Considering the most frequent fusion partners of KMT2A, AFF1 (n=63; 65%), MLLT1 (n=16; 16.5 %), and MLLT3 (n=13; 13.5%), we observed a skewed distribution in the three MRD categories fast / intermediate / slow. KMT2A::AFF1-r cases predominantly showed an intermediate or slow MRD clearance compared to KMT2A::MLLT1 and KMT2A::MLLT3 cases (83%, 38% and 30% slow/intermediate clearance respectively, p = 0.001). Compared to slow/intermediate MRD clearance, ALLs with fast MRD clearance were significantly more mature (p = 0.0018), with closer proximity towards more mature B-precursor stages (Pre-B-II-Large p = 0.037; Pre-B-II-Small p = 0.0047) than towards Pro-B cell-stage (p = 0.0001). Stemness also differed between driver fusions with KMT2A::AFF1-r leukemias being less mature compared to KMT2A::MLLT3 and KMT2A::MLLT1-r ALLs (p = 2.2e-16).

Gene expression programs in KMT2A::AFF1 cases revealed highly proliferative, early-B-cell-developmental-stage like signatures, global activation of gene expression and silenced apoptosis and differentiation signals. In contrast, KMT2A::MLLT3 showed downregulation of proliferative signalling and up-regulation of more differentiated B-cell signalling compared to KMT2A::AFF1-r ALL.

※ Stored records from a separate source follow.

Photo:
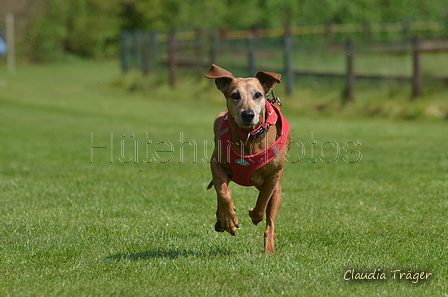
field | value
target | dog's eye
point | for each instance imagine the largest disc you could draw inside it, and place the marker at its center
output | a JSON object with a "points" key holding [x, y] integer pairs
{"points": [[258, 95], [235, 96]]}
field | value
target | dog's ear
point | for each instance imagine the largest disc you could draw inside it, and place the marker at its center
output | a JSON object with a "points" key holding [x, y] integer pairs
{"points": [[268, 80], [222, 77]]}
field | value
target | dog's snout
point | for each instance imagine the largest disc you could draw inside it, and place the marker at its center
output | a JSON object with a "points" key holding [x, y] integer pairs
{"points": [[247, 115]]}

To assess functional consequences, we analyzed ex-vivo drug response profiles of over 30 drugs on primary cells (n = 62 patients) and correlated the ex-vivo sensitivities with the patient’s MRD clearance. MRD clearance correlated with the sensitivity to clinically relevant drugs (Dexamethasone p = 0.002; Daunorubicin p = 0.04, Doxorubicin p = 0.01, Vincristine p = 0.02, Asparaginase p = 0.01). In contrast, Venetoclax showed good response in most samples but no evident correlation with MRD clearance (p = 0.75).

Integrating the molecular, functional and metadata layers we detected two distinct gene expression clusters separating patients with faster and slower MRD clearance. Intriguingly, these clusters were most significantly associated with stemness (p < 2.2e-16), and to a lesser extent with age (p = 2.4e-11) and fusion (p = 0.0005), indicating that stemness has the strongest impact on MRD clearance.

This age-overriding integrated analysis reveals a complex interplay of the cell of origin, the underlying gene fusion, and the patient age-directing response to frontline therapy in KMT2A-r B-ALL and molecular insights into underlying signalling pathways may better guide adapted treatment innovations in KMT2A-r BCP-ALL.

Disclosures: Lenk: OSE Immunotherapeutics: Research Funding. Burmeister: Pfizer Inc.: Honoraria. Goekbuget: Amgen, Astra Zeneca, Autolus, Clinigen, Gilead, Incyte, Jazz Pharmaceuticals, Novartis, Pfizer, Sanofi, Servier: Consultancy, Honoraria, Other: Advisory board; Amgen, Clinigen, Incyte, Jazz Pharmaceuticals, Novartis, Pfizer, Servier: Research Funding. Brüggemann: Amgen Becton Dickinson AstraZeneca Jazz,Pfizer: Consultancy, Honoraria, Research Funding, Speakers Bureau. Schrappe: JazzPharma, Servier, Amgen: Honoraria, Research Funding, Speakers Bureau. Cario: Jazz Pharmaceuticals: Other: travel support. Baldus: Janssen, Astellas, Pfizer, Astrazeneca, Servier, BMS: Consultancy, Honoraria.